The newest sections of Starlight Park connect the east side of the Bronx River to the ballfields and playgrounds on its western shore.


Looking across the Bronx River towards the southern entrance of Starlight Park. The green hillside here was previously a parking lot for impounded cars.


A wall of concrete blocks was removed from the river’s edge here, and replaced with a softer shoreline, including an intertidal wetlands.



An even larger intertidal wetlands (left) has been planted in this section of Starlight Park, which was previously home to an auto wrecking business.


A new pedestrian bridge connecting to the southern end of Starlight Park has been built next to an older Amtrak bridge, along their Northeast Corridor train line.


The community on the Bronx River’s east side was previously cut off from Starlight Park and the waterfront by the Amtrak train tracks. A new pedestrian bridge, seen in the distance, crosses above the tracks.



Several systems of stone weirs and rainwater detention ponds have been built throughout the new sections of Starlight Park, to capture and detain stormwater, before slowly releasing it into the Bronx River.
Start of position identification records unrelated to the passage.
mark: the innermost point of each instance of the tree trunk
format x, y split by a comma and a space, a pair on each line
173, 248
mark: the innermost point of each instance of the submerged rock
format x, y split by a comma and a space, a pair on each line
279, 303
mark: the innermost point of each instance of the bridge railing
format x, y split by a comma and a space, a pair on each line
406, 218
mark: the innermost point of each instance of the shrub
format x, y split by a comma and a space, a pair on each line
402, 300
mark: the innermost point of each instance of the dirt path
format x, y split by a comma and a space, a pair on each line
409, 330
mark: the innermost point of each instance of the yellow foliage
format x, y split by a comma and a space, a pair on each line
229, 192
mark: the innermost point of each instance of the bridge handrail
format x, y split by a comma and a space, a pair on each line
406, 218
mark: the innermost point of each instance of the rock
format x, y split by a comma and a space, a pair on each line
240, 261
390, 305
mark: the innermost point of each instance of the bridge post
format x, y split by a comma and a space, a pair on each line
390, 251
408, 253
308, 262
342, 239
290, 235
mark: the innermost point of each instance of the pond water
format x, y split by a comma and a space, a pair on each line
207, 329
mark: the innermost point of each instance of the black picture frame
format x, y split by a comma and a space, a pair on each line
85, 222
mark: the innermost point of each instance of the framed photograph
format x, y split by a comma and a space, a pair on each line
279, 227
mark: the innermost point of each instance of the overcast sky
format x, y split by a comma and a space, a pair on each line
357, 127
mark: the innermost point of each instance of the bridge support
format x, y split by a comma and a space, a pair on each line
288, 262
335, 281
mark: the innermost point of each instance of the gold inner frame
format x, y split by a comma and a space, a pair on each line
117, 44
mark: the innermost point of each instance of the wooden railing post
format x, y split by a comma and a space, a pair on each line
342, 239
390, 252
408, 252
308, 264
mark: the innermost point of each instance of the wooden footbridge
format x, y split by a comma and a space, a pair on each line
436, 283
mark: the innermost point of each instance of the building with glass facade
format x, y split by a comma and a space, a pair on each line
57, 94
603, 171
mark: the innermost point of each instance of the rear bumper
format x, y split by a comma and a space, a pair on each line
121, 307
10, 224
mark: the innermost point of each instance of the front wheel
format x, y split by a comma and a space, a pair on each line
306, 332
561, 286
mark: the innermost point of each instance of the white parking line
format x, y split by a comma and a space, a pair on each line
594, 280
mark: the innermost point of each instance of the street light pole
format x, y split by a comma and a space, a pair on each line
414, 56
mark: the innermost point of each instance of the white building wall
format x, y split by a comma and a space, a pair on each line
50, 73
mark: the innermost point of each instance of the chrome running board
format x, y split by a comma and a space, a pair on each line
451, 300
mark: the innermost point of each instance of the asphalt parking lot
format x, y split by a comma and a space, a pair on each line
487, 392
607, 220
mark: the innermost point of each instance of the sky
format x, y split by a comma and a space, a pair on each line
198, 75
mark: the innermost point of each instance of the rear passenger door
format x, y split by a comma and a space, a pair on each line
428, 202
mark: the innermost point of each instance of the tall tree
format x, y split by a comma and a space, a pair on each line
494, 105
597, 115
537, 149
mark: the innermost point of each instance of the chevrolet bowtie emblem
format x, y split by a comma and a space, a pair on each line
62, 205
A stone weir and channel, designed to slowly release water down into a new rainwater garden. These pieces of green infrastructure are interwoven into the parks paths and public spaces.


The new park features a series of gently rising ramps, bringing visitors up the pedestrian bridge over the Amtrak train tracks. The pathways provide overlooks onto the new rain gardens and the Bronx River.


A third pedestrian bridge, crossing over the Bronx River to a larger section of Starlight Park that was completed in 2013.


The new sections of Starlight Park also include a narrow trail along the east side of the Bronx River, next to the Amtrak train tracks.


This trail travels through forests and wetlands, creating a new half-mile looping pathway around the river. Previously, this side of the river was undeveloped and not open to the public.